«Männer haben eine Vormachtstellung in unserer aktuellen Gesellschaftsform. Aber sie haben sich nicht aktiv dafür entschieden», schreibt die österreichische Autorin in ihrem Essay «Warum wir einen neuen Feminismus des Miteinanders brauchen».
Bereits auf den ersten Seiten stürzt sich eine ausgelaugte, von Partner und Gesellschaft alleingelassene Mutter über die Brüstung ihres Balkons in den Tod. Der Aufprall ist ihre Befreiung, ihr einziger Ausweg aus dem, was die Autorin Mareike Fallwickl «das Patriarchat» nennt. Ihr feministischer Generationenroman «Die Wut, die bleibt» machte sie 2022 zur Bestsellerautorin, zur Care-Arbeits-Advokatin und zu einer Vertreterin des modernen Feminismus.

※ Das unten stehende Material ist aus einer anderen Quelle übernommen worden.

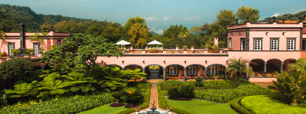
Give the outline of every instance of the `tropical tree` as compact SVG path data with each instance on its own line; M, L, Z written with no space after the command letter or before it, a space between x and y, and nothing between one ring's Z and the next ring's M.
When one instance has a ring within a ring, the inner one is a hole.
M34 35L31 35L28 37L28 40L31 41L31 42L38 42L40 44L45 44L45 42L43 40L43 36L49 36L49 34L47 33L43 32L41 34L39 34L38 32L35 33ZM30 39L30 38L32 38Z
M140 78L142 79L147 79L147 78L143 76L143 75L147 75L147 74L143 73L142 72L140 72L140 71L141 70L140 68L137 68L136 69L131 70L128 69L128 71L129 71L130 73L130 75L132 79L135 79L135 81L136 81L136 78Z
M4 40L3 41L5 41L6 39L5 38L5 37L2 36L2 35L6 35L6 34L3 31L0 31L0 38L3 38Z
M247 63L250 60L247 59L242 59L242 57L240 57L238 59L233 57L233 59L229 59L226 65L228 67L225 69L226 73L230 72L231 75L233 75L237 73L238 79L241 78L242 75L245 73L245 69L248 68Z
M297 105L297 100L304 95L305 81L303 81L302 71L297 72L292 71L288 73L285 71L282 72L282 76L275 72L277 81L272 80L271 85L267 88L272 89L272 92L278 94L282 95L289 98L292 105Z

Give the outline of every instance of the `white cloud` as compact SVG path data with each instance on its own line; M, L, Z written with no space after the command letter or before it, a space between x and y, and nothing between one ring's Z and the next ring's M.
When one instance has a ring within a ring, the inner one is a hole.
M274 14L274 15L273 15L271 16L271 17L273 17L273 16L275 16L276 17L277 17L278 16L280 16L280 15L279 15L279 14L278 13L275 13L275 14Z
M144 19L146 20L146 21L155 21L154 19L155 18L156 18L156 17L149 17L148 18L144 17Z
M199 19L201 18L200 17L200 16L197 16L194 17L192 18L191 18L191 17L189 17L186 18L186 17L183 17L182 19L183 20L185 21L198 21Z
M163 20L164 21L166 21L167 20L168 20L168 19L169 19L169 17L167 17L166 16L165 16L165 17L164 17L164 19L162 19L162 20Z

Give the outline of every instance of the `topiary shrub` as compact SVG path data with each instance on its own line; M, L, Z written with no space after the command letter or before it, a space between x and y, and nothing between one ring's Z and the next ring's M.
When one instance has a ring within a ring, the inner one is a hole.
M25 76L35 67L28 57L17 57L4 61L0 64L0 76L4 79Z

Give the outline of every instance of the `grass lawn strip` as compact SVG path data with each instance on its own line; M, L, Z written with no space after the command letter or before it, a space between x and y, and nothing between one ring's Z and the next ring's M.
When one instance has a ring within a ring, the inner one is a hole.
M241 100L241 105L255 114L306 113L306 108L276 102L272 97L264 95L248 96Z
M231 108L231 101L216 105L207 101L194 99L189 101L174 101L165 97L165 99L168 106L194 114L238 114Z

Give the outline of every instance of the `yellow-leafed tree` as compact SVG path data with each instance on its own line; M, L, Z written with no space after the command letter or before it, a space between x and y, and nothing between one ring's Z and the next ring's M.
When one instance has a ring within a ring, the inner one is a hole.
M142 47L147 43L145 38L148 32L144 27L141 27L141 24L138 23L134 24L131 27L131 29L128 32L128 34L130 37L130 42L134 47Z

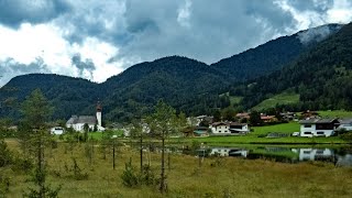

In ihrem eben erschienenen Essay «Warum wir einen neuen Feminismus des Miteinanders brauchen» stellt Fallwickl sich die Frage, wie man eine Welt formen könnte, in der sich keine Mutter vor lauter Überforderung in die Tiefe stürzen muss. Das liest sich über weite Strecken wie eine Mischung aus Erklärungsversuch für und Friedensangebot an Männer.
Wir sind alle Opfer
«Ja, Männer haben eine Vormachtstellung in unserer aktuellen Gesellschaftsform», schreibt Fallwickl, «aber sie haben sich nicht aktiv dafür entschieden. Sie sind ins Patriarchat hineingeboren worden, sie sind zu diesen Männern gemacht worden. Und zwar von uns. Sich diese Verstrickung bewusst zu machen, ist für einen Feminismus des Miteinanders essenziell.»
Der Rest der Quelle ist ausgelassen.